A recurring joke on the show is Dee having her car destroyed or stolen. In season 4, Mac and Charlie steal and crash her blue Dodge Neon to fake their deaths ("Mac and Charlie Die"). In season 5, her next car, a red Ford Aspire, is stolen the same day she bought it by a hitchhiker the gang picked up on their way to the Grand Canyon ("The Gang Hits The Road"). After Dee becomes his mistress in "Dennis Gets Divorced", Bill Ponderosa gives her a brand new black BMW 3 Series. Soon after, however, another of Bill's mistresses arrives to reclaim the car as Bill had originally given it to her. In "The Maureen Ponderosa Wedding Massacre", Charlie and Mac steal Dee's purple Chrysler PT Cruiser and crash it into a pole, totaling it, claiming "zombies must have stolen [it]." However, the same PT Cruiser shows up again in the next episode, "Charlie and Dee Find Love," with Charlie complaining, "I can't believe you just bought another ridiculous ugly car" just before another car crashes into it.

Pregnancy
In one of the show's most well-known story arcs, Dee gets pregnant, but does not reveal the identity of the father.

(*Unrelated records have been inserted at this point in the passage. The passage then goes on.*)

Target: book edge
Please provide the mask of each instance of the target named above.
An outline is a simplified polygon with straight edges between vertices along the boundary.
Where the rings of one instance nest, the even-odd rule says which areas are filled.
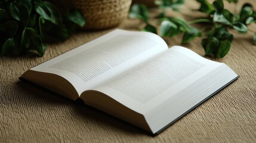
[[[209,99],[211,97],[212,97],[213,95],[215,95],[217,93],[218,93],[218,92],[220,92],[220,91],[221,91],[223,89],[224,89],[224,88],[226,88],[226,86],[227,86],[231,84],[235,80],[236,80],[236,79],[238,79],[239,77],[240,76],[239,75],[238,75],[236,77],[235,77],[233,79],[232,79],[232,80],[230,80],[227,84],[224,85],[223,86],[222,86],[221,88],[219,88],[218,90],[217,90],[216,91],[215,91],[214,92],[213,92],[212,94],[211,94],[210,95],[209,95],[208,97],[205,98],[205,99],[203,99],[203,100],[202,100],[201,101],[200,101],[200,102],[198,103],[195,106],[193,106],[192,108],[191,108],[190,109],[189,109],[189,110],[187,110],[187,111],[186,111],[185,113],[184,113],[183,114],[182,114],[181,116],[180,116],[178,117],[177,117],[177,119],[175,119],[174,120],[172,121],[171,123],[169,123],[169,124],[168,124],[166,126],[164,126],[164,128],[162,128],[161,129],[160,129],[159,130],[158,130],[156,133],[153,133],[153,136],[156,136],[156,135],[159,134],[160,133],[161,133],[165,129],[166,129],[169,126],[170,126],[171,125],[172,125],[173,123],[174,123],[176,121],[177,121],[180,119],[182,118],[184,116],[185,116],[188,113],[189,113],[190,111],[191,111],[192,110],[193,110],[194,108],[195,108],[196,107],[197,107],[198,106],[199,106],[200,104],[201,104],[202,103],[203,103],[203,102],[205,102],[207,100]]]

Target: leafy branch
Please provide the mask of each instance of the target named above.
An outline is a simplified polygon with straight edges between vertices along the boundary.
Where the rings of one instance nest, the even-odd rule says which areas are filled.
[[[236,3],[238,0],[227,0],[229,2]],[[178,17],[166,16],[165,10],[171,9],[178,11],[178,6],[183,4],[183,0],[162,0],[156,1],[162,12],[159,14],[160,18],[160,35],[172,37],[183,33],[181,43],[192,41],[196,37],[201,37],[203,33],[206,37],[202,39],[202,45],[206,55],[213,55],[215,57],[224,57],[229,52],[233,39],[233,35],[229,33],[229,29],[235,29],[239,33],[246,33],[247,26],[256,22],[256,13],[252,5],[245,4],[239,15],[235,15],[224,9],[223,2],[216,0],[212,4],[206,0],[197,0],[201,4],[199,11],[207,15],[206,18],[195,19],[187,22]],[[149,23],[149,13],[147,7],[143,4],[134,4],[129,13],[130,18],[138,18],[146,23],[144,31],[156,33],[156,27]],[[208,23],[207,27],[198,30],[190,24],[194,23]],[[206,29],[208,32],[203,32]],[[254,37],[256,41],[256,33]]]
[[[82,13],[60,14],[51,2],[43,0],[0,1],[0,55],[30,54],[41,57],[44,42],[68,38],[76,25],[85,24]]]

The father is eventually revealed to be a transgender woman named Carmen who once dated Mac. Dee carries Carmen's child as a surrogate, having been impregnated through Carmen's sperm and an egg from a donor. She gives birth to a girl in the episode "Dee Gives Birth". The episode was dedicated to Axel Lee McElhenney (Kaitlin Olson's and Rob McElhenney's real-life son).

Dee's cynical and narcissistic personality may be due to a head injury. In "The Gang Buys a Roller Rink" (Season 15 Episode 3) which mainly takes place in the 1990s, Dee is originally portrayed as sweet, kind, and outgoing. However, when she suffers a head injury from a roller skating fall, her personality abruptly switches to the cold and callous characteristics that Dee has in the present day.

Career
After flunking out of the University of Pennsylvania, where she had intended to major in psychology, Dee decided to become an actress. However, she has put little effort into realizing her ambition and has never had any significant acting work; as a result, The Gang frequently says that she has no talent for anything.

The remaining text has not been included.